Budget Cuts

By David Lawder and Caren Bohan
WASHINGTON | Fri Jul 26, 2013 1:05am EDT

(Reuters) – Another dramatic showdown between Republicans and the White House over federal spending looks inevitable this fall, with scary talk of government shutdowns and default on government debt.

While Capitol Hill analysts are not predicting catastrophe, they have several reasons to worry that the conflict just weeks away could be even worse than usual.

The timing is particularly bad, they say, because the political climate in Washington is unusually frayed by a host of tangential issues not present in previous battles.

Obama and Congress face two fiscal deadlines in quick succession. They must agree by October 1 on a stop-gap measure to keep the government funded or face a shutdown.

And in early November, Congress must raise the legal limit on the country’s borrowing authority or risk an unprecedented default on the government’s debt, a much more consequential event than a shutdown because of its potential to cause chaos in financial markets and harm the economy.

This time around, the Republicans, who control the U.S. House of Representatives, are expected to use the deadlines as they have in the past as leverage to extract spending reductions from President Barack Obama.

With the two dates so close, some members of Congress, including some Republican leaders, think they could influence each other, and not for the better.

There’s a chance, for example, that conservatives, particularly on the eve of the 2014 midterm election campaign, may be willing to hold out for a shutdown in order to show they mean business in advance of the debt limit fight.

Analysts also fear that if conservatives lose the battle over government funding – and get no concessions from Democrats – they will be all the more determined to take a hard line on the debt ceiling.

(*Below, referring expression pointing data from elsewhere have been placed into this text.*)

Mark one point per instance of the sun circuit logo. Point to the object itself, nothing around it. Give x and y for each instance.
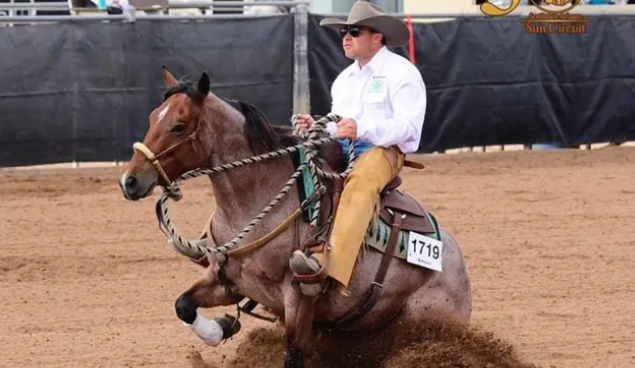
(555, 16)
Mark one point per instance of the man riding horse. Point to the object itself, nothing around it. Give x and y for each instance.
(382, 99)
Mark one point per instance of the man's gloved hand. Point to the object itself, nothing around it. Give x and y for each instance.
(304, 121)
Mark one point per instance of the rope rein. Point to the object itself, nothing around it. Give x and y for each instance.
(310, 142)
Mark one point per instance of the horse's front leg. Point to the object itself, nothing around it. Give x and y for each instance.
(207, 293)
(299, 311)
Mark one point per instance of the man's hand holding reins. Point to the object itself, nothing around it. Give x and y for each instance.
(304, 122)
(347, 128)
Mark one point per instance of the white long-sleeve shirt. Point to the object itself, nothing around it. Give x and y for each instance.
(387, 99)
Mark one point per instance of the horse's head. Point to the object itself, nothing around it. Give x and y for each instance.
(174, 142)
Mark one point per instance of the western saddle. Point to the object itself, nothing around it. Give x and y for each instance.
(396, 208)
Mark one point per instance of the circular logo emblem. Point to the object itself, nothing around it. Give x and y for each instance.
(566, 5)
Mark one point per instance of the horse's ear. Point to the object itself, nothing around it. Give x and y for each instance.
(168, 78)
(203, 84)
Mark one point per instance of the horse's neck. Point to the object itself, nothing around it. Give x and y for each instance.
(242, 193)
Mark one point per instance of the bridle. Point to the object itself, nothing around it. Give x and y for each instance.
(168, 184)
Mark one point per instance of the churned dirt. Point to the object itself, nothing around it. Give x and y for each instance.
(86, 278)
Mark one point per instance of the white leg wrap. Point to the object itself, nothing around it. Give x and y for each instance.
(209, 331)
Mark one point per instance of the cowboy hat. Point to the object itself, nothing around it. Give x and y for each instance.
(372, 16)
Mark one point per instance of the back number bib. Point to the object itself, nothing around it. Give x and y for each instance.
(425, 252)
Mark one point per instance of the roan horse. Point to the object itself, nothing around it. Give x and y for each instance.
(195, 129)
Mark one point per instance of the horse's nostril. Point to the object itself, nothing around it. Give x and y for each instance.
(131, 183)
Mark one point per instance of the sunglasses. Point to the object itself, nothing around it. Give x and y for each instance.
(354, 31)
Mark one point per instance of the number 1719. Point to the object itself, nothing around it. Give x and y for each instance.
(432, 250)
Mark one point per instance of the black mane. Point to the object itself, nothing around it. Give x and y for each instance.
(261, 135)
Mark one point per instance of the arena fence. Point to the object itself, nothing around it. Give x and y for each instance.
(79, 88)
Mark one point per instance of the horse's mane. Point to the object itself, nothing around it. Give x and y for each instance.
(261, 135)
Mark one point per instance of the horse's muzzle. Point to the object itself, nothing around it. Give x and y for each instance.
(135, 187)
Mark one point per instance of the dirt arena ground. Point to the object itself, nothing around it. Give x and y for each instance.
(86, 279)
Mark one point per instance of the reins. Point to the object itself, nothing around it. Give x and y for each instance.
(310, 143)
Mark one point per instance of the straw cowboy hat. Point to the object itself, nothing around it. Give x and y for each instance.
(370, 15)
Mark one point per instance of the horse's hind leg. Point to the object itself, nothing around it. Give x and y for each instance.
(207, 293)
(446, 295)
(299, 311)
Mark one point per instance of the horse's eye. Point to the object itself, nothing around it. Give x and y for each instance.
(178, 129)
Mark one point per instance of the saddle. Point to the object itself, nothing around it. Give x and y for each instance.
(396, 208)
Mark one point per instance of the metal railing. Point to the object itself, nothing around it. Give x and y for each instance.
(298, 8)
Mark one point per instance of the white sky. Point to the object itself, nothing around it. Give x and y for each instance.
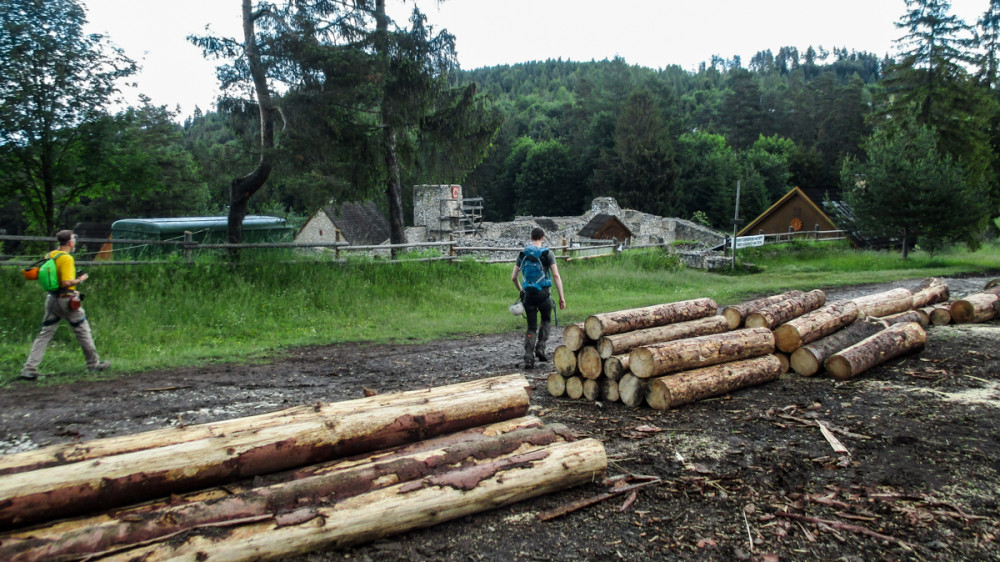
(651, 33)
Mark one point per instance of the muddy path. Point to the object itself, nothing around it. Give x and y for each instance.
(920, 481)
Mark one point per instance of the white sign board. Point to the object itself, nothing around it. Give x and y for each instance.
(749, 241)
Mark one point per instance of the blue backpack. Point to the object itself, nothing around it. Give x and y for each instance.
(533, 274)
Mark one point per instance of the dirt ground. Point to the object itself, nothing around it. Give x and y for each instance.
(920, 481)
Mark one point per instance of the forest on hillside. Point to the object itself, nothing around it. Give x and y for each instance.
(368, 107)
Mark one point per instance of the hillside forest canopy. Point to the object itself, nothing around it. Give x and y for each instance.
(328, 101)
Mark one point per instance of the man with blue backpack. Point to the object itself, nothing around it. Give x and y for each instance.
(538, 272)
(63, 302)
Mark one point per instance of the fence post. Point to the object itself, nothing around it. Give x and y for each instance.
(187, 246)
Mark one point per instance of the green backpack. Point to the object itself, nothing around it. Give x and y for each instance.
(48, 275)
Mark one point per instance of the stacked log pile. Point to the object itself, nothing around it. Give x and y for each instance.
(425, 456)
(665, 359)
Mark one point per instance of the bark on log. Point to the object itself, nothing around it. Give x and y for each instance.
(556, 384)
(589, 362)
(933, 291)
(574, 387)
(314, 486)
(564, 360)
(623, 343)
(939, 314)
(412, 505)
(780, 312)
(975, 308)
(883, 346)
(808, 359)
(574, 337)
(342, 429)
(737, 313)
(609, 389)
(610, 323)
(683, 388)
(885, 303)
(616, 366)
(632, 390)
(702, 351)
(814, 325)
(917, 315)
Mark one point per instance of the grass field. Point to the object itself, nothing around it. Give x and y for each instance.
(161, 316)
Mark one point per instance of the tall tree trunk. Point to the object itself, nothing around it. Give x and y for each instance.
(241, 189)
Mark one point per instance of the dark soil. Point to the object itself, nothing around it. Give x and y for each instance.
(920, 481)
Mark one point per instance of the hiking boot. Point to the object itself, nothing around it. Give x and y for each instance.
(99, 366)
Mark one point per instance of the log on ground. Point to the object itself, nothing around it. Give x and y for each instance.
(683, 388)
(627, 341)
(345, 428)
(737, 313)
(610, 323)
(883, 346)
(814, 325)
(702, 351)
(885, 303)
(808, 359)
(780, 312)
(413, 505)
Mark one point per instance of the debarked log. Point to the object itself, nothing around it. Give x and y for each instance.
(610, 323)
(414, 504)
(780, 312)
(975, 308)
(814, 325)
(875, 350)
(352, 427)
(682, 388)
(315, 485)
(701, 351)
(885, 303)
(808, 359)
(737, 313)
(618, 344)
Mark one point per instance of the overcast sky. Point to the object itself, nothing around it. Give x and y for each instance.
(651, 33)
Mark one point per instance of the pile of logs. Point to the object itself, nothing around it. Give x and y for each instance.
(671, 354)
(292, 481)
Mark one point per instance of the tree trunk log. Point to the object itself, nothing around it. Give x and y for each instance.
(883, 346)
(611, 323)
(345, 428)
(885, 303)
(780, 312)
(564, 360)
(814, 325)
(574, 387)
(589, 362)
(313, 486)
(609, 389)
(415, 504)
(575, 337)
(918, 316)
(616, 366)
(632, 390)
(702, 351)
(933, 291)
(683, 388)
(627, 341)
(737, 313)
(556, 384)
(808, 359)
(978, 307)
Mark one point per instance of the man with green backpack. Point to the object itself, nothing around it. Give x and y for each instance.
(63, 302)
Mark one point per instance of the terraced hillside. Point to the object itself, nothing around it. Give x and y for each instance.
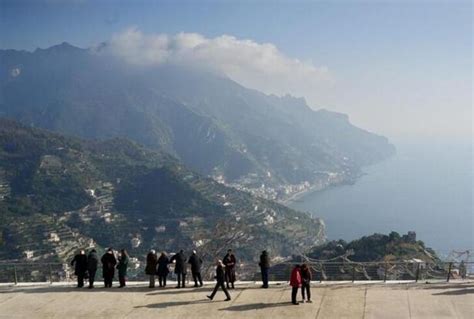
(61, 193)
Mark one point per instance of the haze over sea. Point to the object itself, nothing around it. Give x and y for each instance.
(426, 187)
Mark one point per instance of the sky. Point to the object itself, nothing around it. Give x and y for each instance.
(402, 68)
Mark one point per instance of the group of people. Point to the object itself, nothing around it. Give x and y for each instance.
(85, 267)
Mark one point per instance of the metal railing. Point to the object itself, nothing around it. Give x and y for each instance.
(321, 271)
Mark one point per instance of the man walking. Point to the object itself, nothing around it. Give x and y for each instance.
(196, 262)
(229, 262)
(220, 278)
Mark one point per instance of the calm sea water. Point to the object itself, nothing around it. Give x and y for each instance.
(426, 187)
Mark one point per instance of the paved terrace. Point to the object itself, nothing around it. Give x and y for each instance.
(330, 300)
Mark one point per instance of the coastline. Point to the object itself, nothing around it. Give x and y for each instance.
(318, 188)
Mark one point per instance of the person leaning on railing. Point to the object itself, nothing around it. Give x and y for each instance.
(264, 267)
(295, 283)
(80, 267)
(306, 277)
(150, 268)
(122, 267)
(92, 263)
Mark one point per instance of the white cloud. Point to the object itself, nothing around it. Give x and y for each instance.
(256, 65)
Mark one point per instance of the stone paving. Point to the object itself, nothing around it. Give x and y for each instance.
(330, 300)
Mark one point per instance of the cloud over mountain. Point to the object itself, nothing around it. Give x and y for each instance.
(256, 65)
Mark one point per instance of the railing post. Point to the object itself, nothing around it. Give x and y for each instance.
(417, 276)
(322, 272)
(15, 275)
(449, 271)
(50, 274)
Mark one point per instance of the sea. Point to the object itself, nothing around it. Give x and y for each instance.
(427, 187)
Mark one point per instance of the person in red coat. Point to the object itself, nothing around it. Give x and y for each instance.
(295, 283)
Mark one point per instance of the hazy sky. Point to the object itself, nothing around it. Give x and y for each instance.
(398, 68)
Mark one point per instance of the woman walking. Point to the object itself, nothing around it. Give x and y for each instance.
(122, 267)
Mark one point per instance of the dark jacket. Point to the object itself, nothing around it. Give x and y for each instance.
(196, 262)
(151, 262)
(264, 260)
(306, 275)
(229, 261)
(295, 278)
(180, 266)
(108, 264)
(220, 275)
(80, 264)
(163, 269)
(92, 261)
(123, 265)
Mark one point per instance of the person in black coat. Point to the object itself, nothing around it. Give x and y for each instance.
(306, 277)
(180, 268)
(220, 278)
(92, 263)
(150, 268)
(163, 269)
(264, 267)
(80, 267)
(229, 262)
(108, 267)
(196, 262)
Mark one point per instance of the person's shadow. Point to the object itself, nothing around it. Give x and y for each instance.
(255, 306)
(162, 305)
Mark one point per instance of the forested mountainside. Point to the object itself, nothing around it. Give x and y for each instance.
(377, 247)
(268, 145)
(58, 194)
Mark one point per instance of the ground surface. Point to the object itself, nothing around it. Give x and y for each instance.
(334, 300)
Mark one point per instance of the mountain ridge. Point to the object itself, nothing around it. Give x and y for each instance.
(237, 135)
(59, 193)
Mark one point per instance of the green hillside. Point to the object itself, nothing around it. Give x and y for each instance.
(59, 193)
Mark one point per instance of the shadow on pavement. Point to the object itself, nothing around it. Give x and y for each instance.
(455, 292)
(162, 305)
(256, 306)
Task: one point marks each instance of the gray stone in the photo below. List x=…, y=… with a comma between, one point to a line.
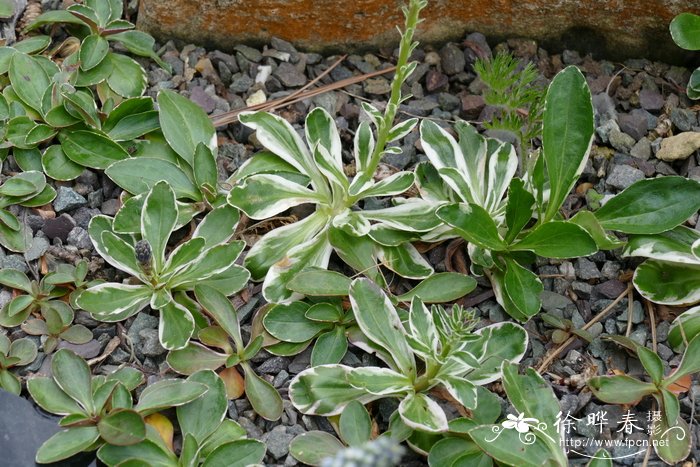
x=67, y=199
x=240, y=83
x=142, y=322
x=150, y=344
x=289, y=75
x=452, y=59
x=278, y=441
x=651, y=99
x=641, y=150
x=250, y=53
x=37, y=249
x=586, y=269
x=273, y=365
x=634, y=124
x=552, y=301
x=79, y=238
x=95, y=199
x=14, y=262
x=621, y=141
x=683, y=119
x=622, y=176
x=59, y=227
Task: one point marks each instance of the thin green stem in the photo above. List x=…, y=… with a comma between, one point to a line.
x=384, y=125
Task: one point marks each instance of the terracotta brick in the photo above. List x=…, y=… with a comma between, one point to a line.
x=613, y=28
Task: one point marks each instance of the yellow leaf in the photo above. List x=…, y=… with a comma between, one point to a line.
x=164, y=427
x=235, y=385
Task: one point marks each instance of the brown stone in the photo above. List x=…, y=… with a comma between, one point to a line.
x=629, y=28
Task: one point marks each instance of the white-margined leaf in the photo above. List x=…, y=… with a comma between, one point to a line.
x=652, y=279
x=378, y=319
x=674, y=245
x=275, y=245
x=265, y=195
x=420, y=412
x=379, y=381
x=324, y=390
x=314, y=252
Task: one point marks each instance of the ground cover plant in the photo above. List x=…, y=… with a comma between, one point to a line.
x=348, y=271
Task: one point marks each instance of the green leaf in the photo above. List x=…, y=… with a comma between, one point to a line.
x=176, y=326
x=474, y=224
x=651, y=206
x=320, y=282
x=264, y=398
x=73, y=376
x=672, y=443
x=128, y=78
x=379, y=321
x=690, y=363
x=91, y=149
x=457, y=452
x=588, y=221
x=668, y=283
x=50, y=397
x=23, y=184
x=67, y=443
x=290, y=324
x=112, y=299
x=93, y=50
x=168, y=393
x=158, y=220
x=509, y=450
x=185, y=125
x=265, y=195
x=620, y=389
x=15, y=279
x=441, y=287
x=122, y=428
x=195, y=357
x=314, y=446
x=567, y=134
x=379, y=381
x=523, y=288
x=420, y=412
x=558, y=239
x=58, y=166
x=218, y=226
x=241, y=453
x=684, y=328
x=152, y=170
x=652, y=363
x=330, y=347
x=28, y=79
x=355, y=425
x=222, y=310
x=519, y=208
x=201, y=417
x=531, y=395
x=685, y=31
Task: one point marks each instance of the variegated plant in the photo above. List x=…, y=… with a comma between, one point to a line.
x=433, y=348
x=194, y=357
x=337, y=224
x=508, y=220
x=674, y=258
x=27, y=189
x=136, y=242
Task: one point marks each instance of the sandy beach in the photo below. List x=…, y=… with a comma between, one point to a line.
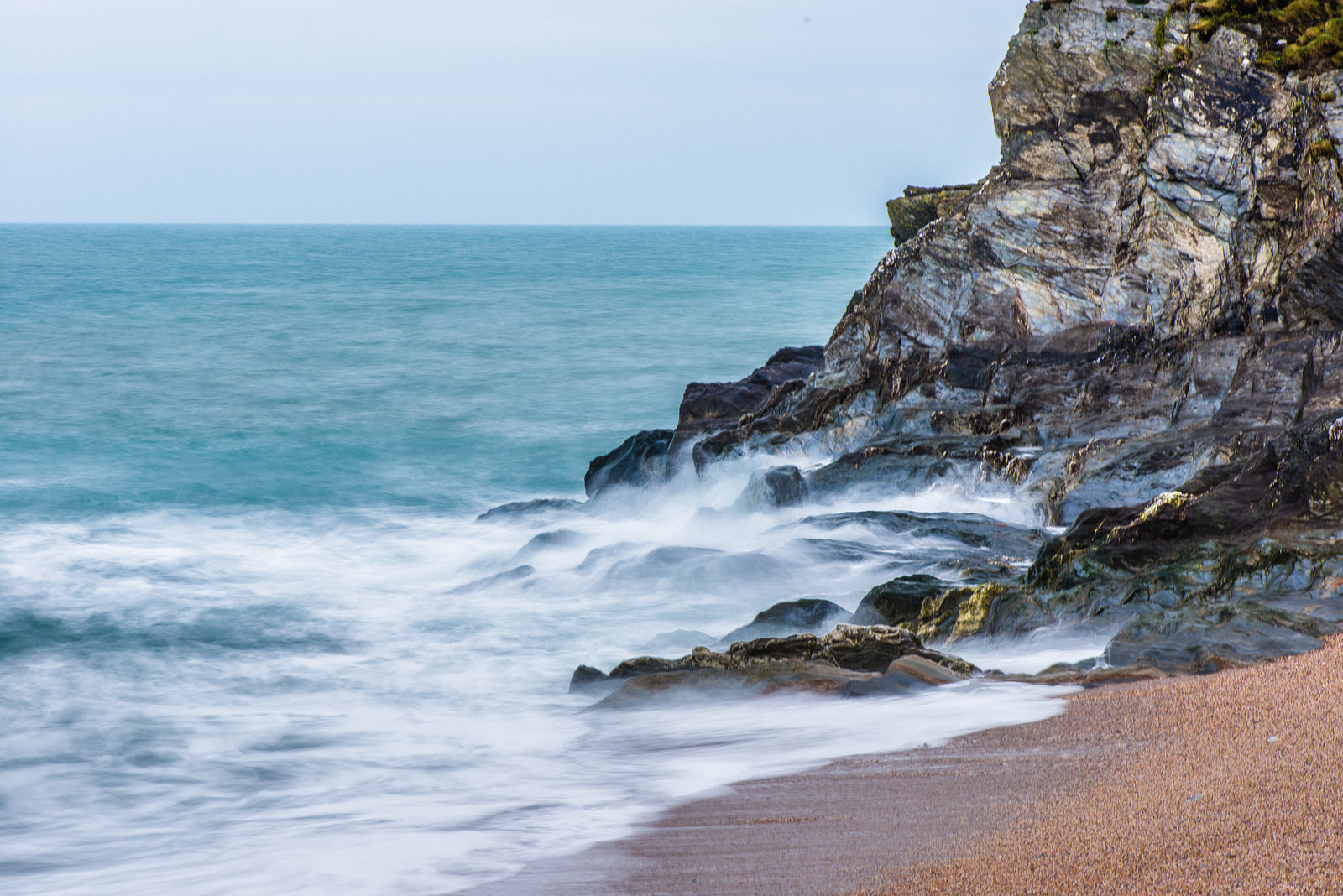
x=1221, y=784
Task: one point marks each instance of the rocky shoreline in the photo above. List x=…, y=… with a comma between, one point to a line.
x=1135, y=322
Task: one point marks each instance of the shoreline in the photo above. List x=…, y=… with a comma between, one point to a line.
x=825, y=829
x=1095, y=795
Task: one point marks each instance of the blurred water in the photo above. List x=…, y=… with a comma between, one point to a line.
x=248, y=633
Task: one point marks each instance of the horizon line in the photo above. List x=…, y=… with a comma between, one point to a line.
x=389, y=224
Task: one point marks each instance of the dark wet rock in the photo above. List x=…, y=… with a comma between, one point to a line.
x=982, y=535
x=499, y=578
x=762, y=679
x=904, y=675
x=584, y=678
x=1206, y=638
x=680, y=638
x=638, y=461
x=844, y=651
x=828, y=664
x=708, y=407
x=1135, y=320
x=899, y=602
x=550, y=541
x=805, y=615
x=696, y=568
x=922, y=206
x=774, y=487
x=525, y=508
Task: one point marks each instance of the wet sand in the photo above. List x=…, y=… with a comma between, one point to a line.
x=1229, y=784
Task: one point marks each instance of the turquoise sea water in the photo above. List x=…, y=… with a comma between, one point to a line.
x=353, y=367
x=250, y=638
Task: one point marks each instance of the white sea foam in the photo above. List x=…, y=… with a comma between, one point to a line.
x=282, y=703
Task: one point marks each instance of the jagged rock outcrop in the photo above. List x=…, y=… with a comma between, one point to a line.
x=1135, y=320
x=922, y=206
x=879, y=658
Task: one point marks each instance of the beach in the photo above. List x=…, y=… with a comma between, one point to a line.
x=1215, y=784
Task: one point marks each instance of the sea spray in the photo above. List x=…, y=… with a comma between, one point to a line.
x=252, y=636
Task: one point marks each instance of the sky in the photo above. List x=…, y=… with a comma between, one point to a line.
x=499, y=112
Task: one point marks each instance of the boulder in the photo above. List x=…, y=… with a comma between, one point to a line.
x=638, y=461
x=774, y=487
x=805, y=615
x=897, y=602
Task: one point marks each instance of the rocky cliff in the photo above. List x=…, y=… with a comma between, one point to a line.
x=1135, y=318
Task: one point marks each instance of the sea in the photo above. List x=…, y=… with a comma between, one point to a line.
x=254, y=638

Conservative anger at Obama has risen in the last few months, thanks in part to the controversy surrounding the Internal Revenue Service’s targeting of conservative groups seeking tax-exempt status and the implementation of Obamacare, the president’s signature health care reform law, which starts officially on October 1, just as the fiscal battles intensify.

Washington is gearing up for another showdown over the budget even though two prior confrontations resulted in political damage for both Obama and congressional Republicans.